In the meantime, Apple stock is simply not vulnerable beyond the low-400's in a worst-case scenario. From the recent low of $440, we are talking about 5% downside, with upside to $600 easily achievable short-term as the stock appears washed-out. That is a 6-to-1 upside/downside ratio, an excellent risk-reward ratio that led me to add some Apple to some managed accounts near the recent bottom. I still believe Apple can trade back to $700 -- and then some -- but it will be a bit harder slogging and a few more quarters of results to get back to that level. Still, I can easily see a bounce-back and 'easy money' made on a move back to $600 as investors realize the sky isn't falling, Apple shares are cheap, the company will eventually be parting with more cash, and short-covering and new longs who turned bearish in the $650-$700 range re-enter the stock at current levels. Money manager and bond guru Jeff Gundlach was bearish and saying to short Apple at $650-$700, not in the $mid-400's.
For those wanting to hold on and wait for the tougher move back up to $700, gains made from today's depressed levels will make holding longer-term for the higher price a bit easier. To get back to the record highs, Apple investors will want to see 2013 developments in the tablet and smartphone arenas plus more capital management agitation (CEO Tim Cook throwing cold water on Einhorn & Co. at today's Goldman Sachs conference). With the rest of the market approaching 5-year highs and many other asset classes like junk bonds looking a bit 'bubbly', there is something to be said for buying a premier blue-chip company at 30% off the recent highs and at a 7x P/E ex-cash.

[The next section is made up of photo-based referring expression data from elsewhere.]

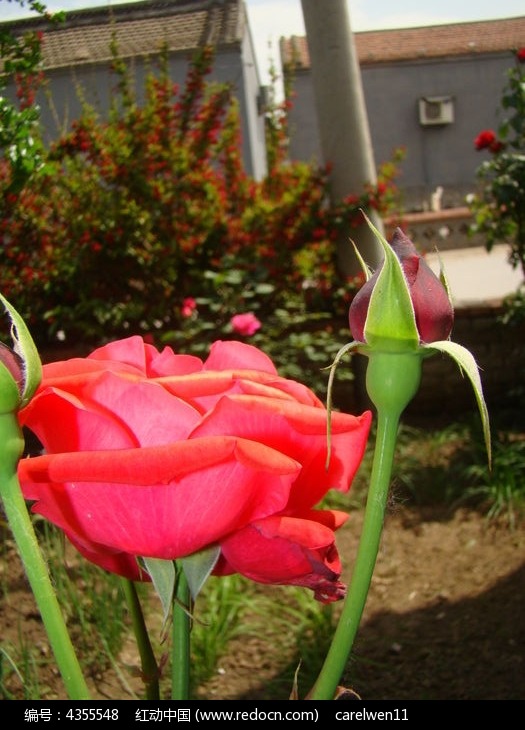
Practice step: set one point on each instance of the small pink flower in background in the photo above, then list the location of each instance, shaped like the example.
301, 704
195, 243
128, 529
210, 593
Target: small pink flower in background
189, 305
245, 324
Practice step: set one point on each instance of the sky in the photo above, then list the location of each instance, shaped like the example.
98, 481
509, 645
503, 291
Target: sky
271, 19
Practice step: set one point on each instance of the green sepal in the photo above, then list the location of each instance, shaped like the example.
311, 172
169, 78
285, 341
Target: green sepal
9, 393
390, 321
24, 346
198, 567
163, 574
467, 364
367, 271
333, 367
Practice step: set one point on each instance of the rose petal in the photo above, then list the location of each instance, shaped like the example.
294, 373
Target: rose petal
164, 502
287, 550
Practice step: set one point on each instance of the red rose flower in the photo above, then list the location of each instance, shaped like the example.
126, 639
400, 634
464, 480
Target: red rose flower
160, 455
488, 140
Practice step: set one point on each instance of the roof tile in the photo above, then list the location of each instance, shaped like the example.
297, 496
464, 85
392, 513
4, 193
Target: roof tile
405, 44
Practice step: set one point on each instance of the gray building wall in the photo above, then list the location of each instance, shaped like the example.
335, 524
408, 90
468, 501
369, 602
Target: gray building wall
440, 155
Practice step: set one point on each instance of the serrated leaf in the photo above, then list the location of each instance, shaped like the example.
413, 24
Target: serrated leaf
25, 347
198, 567
467, 364
163, 575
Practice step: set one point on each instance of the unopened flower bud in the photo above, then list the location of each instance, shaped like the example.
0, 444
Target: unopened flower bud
432, 309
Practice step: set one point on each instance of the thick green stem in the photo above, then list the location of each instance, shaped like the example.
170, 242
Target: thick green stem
392, 381
180, 657
11, 446
348, 625
150, 670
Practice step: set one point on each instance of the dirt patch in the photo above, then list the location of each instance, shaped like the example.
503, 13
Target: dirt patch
444, 620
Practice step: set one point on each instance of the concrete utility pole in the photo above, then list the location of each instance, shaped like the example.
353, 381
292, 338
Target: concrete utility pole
343, 123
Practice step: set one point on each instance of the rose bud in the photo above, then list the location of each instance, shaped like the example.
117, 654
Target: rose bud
432, 309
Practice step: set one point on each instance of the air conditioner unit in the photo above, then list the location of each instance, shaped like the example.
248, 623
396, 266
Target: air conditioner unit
436, 110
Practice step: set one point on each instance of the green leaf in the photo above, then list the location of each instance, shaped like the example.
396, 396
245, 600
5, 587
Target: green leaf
163, 574
390, 321
25, 347
198, 567
467, 364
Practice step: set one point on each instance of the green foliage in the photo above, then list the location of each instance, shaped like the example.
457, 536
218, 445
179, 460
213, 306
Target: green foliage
499, 207
85, 593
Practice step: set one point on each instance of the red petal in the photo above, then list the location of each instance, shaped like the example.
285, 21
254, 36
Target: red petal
288, 551
163, 502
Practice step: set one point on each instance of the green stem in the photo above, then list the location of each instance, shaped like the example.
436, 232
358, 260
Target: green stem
180, 658
343, 640
12, 443
150, 670
392, 381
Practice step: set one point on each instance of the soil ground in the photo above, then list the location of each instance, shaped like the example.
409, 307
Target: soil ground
444, 620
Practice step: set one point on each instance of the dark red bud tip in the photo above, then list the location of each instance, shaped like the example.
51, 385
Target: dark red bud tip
432, 308
14, 364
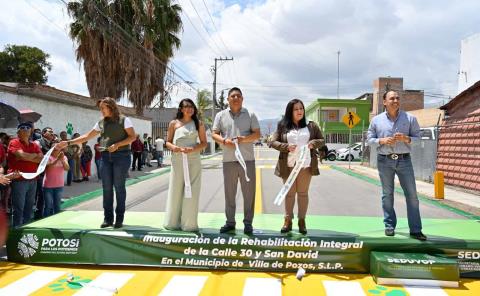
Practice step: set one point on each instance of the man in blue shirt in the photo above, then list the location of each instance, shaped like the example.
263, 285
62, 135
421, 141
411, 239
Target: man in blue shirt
394, 130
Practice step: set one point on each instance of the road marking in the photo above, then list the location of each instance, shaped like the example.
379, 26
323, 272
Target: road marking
265, 166
187, 285
425, 291
107, 283
262, 286
341, 288
31, 282
258, 191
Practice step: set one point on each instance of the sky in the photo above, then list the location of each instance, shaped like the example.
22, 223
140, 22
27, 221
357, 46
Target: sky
282, 49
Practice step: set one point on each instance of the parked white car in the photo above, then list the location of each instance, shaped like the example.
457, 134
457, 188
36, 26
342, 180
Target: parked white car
350, 153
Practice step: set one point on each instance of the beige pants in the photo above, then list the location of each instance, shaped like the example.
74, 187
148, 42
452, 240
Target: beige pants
300, 189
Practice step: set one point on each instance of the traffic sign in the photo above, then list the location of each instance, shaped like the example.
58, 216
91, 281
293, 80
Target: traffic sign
351, 119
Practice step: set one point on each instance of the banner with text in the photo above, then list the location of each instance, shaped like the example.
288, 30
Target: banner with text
261, 252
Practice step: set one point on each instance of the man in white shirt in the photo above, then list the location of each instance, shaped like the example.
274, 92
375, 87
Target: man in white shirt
159, 143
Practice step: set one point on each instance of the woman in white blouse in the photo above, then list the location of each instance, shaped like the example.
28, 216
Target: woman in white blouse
292, 133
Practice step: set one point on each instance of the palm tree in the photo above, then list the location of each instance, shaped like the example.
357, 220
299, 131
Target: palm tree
125, 46
204, 102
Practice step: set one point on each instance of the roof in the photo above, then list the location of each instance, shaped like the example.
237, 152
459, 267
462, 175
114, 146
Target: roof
428, 117
336, 102
50, 93
459, 96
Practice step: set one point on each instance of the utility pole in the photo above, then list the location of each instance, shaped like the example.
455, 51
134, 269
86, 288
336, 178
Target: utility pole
338, 74
214, 96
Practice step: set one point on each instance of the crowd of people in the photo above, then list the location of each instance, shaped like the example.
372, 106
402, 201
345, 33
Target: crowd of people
41, 197
236, 129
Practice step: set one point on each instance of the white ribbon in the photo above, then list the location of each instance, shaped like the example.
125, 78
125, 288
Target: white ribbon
240, 159
186, 176
41, 167
301, 158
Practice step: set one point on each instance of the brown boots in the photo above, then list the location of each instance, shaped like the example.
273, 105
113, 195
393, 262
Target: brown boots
287, 226
302, 228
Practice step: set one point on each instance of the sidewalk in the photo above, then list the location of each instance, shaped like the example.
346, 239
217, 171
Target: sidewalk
93, 184
80, 192
454, 196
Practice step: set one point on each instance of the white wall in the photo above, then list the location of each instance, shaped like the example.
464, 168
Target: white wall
469, 72
57, 115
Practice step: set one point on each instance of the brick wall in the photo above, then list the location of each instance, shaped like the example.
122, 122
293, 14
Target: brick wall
459, 151
411, 100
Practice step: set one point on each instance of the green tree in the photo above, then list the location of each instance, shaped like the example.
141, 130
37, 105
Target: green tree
125, 46
204, 102
24, 64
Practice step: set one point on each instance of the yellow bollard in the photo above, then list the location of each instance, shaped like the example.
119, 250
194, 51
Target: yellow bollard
439, 185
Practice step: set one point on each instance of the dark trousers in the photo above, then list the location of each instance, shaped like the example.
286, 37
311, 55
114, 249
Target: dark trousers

Apple shares may not be as green as they once were. But they're not rotten.
Disclosure: I have no positions in any stocks mentioned, and no plans to initiate any positions within the next 72 hours. I wrote this article myself, and it expresses my own opinions. I am not receiving compensation for it (other than from Seeking Alpha). I have no business relationship with any company whose stock is mentioned in this article.
Additional disclosure: The author has no personal position in AAPL but accounts under his control may have a position in the stock as of publication.